Ansiedade exagerada demanda tratamento específico
FABIO GRELLET
TAHIANE STOCHERO
do Agora
Sentir ansiedade é normal: às vésperas de uma prova, durante uma decisão por pênaltis ou em uma entrevista de emprego, por exemplo, todo mundo fica apreensivo. Mas, se a ansiedade atrapalha a rotina, vira doença e é preciso tratá-la.
"Ter cuidado ao dirigir é normal, mas não dirigir por medo de passar mal, assim como ter medo de usar o elevador por achar que vai morrer asfixiado, por exemplo, são exageros típicos de doenças relacionadas à ansiedade", diz Tito Paes de Barros Neto, psiquiatra do Instituto de Psiquiatria do Hospital das Clínicas de São Paulo e autor do livro "Sem Medo de Ter Medo", guia para ajudar vítimas de fobias.
E como saber se a ansiedade é normal ou uma doença? "Quando a ansiedade faz alguém mudar a rotina de forma freqüente, é preciso tratar", diz Marina Balieiro, psicóloga do Hospital Edmundo Vasconcelos, da capital.
A ansiedade exagerada é característica de diversas doenças. A mais comum é a agorafobia, cujas vítimas evitam lugares ou situações em que se sintam embaraçadas.

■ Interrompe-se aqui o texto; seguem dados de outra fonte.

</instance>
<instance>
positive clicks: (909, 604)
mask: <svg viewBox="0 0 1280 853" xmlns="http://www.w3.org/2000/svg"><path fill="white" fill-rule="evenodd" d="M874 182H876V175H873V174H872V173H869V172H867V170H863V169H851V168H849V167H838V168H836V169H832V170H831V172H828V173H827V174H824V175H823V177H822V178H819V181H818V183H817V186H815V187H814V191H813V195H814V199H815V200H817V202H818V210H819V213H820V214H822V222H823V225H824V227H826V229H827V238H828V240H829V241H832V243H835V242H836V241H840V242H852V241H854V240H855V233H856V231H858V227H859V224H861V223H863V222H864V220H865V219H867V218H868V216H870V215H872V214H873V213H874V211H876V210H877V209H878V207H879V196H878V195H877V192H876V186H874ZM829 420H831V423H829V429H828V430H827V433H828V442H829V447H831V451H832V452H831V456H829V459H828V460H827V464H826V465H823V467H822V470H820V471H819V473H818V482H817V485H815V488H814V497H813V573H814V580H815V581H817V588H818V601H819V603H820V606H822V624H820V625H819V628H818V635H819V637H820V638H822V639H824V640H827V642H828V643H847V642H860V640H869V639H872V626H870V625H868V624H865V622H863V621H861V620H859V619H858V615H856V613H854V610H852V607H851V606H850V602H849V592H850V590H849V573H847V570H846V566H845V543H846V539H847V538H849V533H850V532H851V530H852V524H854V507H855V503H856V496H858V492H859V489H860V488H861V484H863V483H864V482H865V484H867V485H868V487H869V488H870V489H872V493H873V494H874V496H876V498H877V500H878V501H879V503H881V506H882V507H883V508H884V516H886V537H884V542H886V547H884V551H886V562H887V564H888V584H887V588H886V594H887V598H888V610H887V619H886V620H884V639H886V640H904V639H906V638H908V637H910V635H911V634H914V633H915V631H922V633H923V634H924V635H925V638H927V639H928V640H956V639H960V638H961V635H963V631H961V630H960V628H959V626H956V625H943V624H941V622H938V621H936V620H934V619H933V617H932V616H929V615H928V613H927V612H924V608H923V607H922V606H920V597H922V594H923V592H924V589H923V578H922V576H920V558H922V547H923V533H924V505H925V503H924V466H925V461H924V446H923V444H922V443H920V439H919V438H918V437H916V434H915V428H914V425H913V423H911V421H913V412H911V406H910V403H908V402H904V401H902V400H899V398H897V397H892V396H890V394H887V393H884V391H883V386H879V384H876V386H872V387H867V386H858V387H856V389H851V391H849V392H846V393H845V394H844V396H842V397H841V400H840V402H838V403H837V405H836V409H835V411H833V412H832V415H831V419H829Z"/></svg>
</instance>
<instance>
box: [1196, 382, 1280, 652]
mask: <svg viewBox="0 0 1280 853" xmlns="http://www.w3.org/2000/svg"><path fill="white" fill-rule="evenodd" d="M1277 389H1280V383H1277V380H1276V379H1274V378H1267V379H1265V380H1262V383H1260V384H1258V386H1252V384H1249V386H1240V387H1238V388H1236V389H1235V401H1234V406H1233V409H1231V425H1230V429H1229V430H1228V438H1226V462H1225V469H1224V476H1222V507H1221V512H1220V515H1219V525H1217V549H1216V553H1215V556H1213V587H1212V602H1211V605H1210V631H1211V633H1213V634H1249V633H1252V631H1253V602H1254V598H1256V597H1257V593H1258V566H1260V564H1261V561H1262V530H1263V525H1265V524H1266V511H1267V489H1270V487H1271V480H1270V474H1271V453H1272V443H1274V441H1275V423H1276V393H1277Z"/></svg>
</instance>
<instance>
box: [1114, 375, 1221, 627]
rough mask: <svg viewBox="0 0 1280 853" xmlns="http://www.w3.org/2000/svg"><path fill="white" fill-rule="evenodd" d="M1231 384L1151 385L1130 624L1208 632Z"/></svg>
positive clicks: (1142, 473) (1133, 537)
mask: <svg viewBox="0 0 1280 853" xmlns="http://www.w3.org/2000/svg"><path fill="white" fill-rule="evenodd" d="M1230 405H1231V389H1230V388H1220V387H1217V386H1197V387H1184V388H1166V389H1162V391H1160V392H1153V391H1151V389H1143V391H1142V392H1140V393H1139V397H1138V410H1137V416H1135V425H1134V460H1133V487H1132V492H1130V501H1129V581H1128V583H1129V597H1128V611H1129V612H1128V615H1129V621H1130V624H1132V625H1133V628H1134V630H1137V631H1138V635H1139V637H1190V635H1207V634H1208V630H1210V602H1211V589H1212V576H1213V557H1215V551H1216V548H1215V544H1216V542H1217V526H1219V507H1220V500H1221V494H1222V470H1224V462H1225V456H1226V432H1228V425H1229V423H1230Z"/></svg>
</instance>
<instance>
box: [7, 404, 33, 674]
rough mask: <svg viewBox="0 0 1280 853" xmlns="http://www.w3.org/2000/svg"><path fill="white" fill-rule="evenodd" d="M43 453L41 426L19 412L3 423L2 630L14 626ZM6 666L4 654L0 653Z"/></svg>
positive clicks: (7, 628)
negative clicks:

O transtorno de pânico faz a vítima achar que está prestes a morrer ou a enlouquecer. A fobia social se caracteriza quando a pessoa tem medo de ser avaliado pelos outros. Ela passa a evitar festas, atividades coletivas e outras tarefas que exijam exposição --falar em público, então, nem pensar. Outro distúrbio é a ansiedade generalizada, em que a preocupação exagerada se estende pelo dia inteiro, sem razão consistente.
Os transtornos obsessivos-compulsivos e o transtorno de estresse pós-traumático são outros distúrbios relacionados à ansiedade. Em todos os casos, o tratamento envolve terapia e uso de medicamentos.